Caturra is a natural mutation of Bourbon, first discovered in Brazil in the 1930s and widely adopted across Latin America for its compact size, high productivity, and excellent cup quality. It is shorter than Typica or Bourbon, which makes it easier to pick, and it responds well to high-altitude growing conditions.
At Aponte's elevation, Caturra slows down considerably. The cold nights and persistent cloud cover extend the maturation period, allowing the cherry to develop a level of sweetness and acidity that lower-altitude Caturra rarely achieves. The variety is well suited to the Inga community's smallholder model: productive enough to sustain a family on a small plot, but capable of real complexity when the terroir and processing are right.

Process

This lot is honey processed, meaning the cherry skin is removed but the sticky mucilage layer is left on the bean during drying. After hand-picking at peak ripeness, the coffee is pulped on each producer's own property and laid out on stacked raised-bed solar dryers. The cold winds that sweep through Aponte's high valley slow the drying process naturally, giving the mucilage time to ferment gently around the seed and impart sweetness without overwhelming the cup with fruit.
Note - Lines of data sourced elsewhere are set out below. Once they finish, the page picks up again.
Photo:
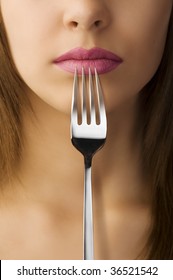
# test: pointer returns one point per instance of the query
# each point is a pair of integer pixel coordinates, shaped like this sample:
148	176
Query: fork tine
83	98
91	99
74	113
101	106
The honey method uses significantly less water than a traditional washed process, which matters in a community that has made environmental stewardship central to its identity. The result is a cup that sits between washed and natural in character: the citrus acidity stays clean and bright, but the body and sweetness carry more depth than a fully washed coffee would. The cocoa note in the aftertaste is a signature of this slower, wind-assisted drying.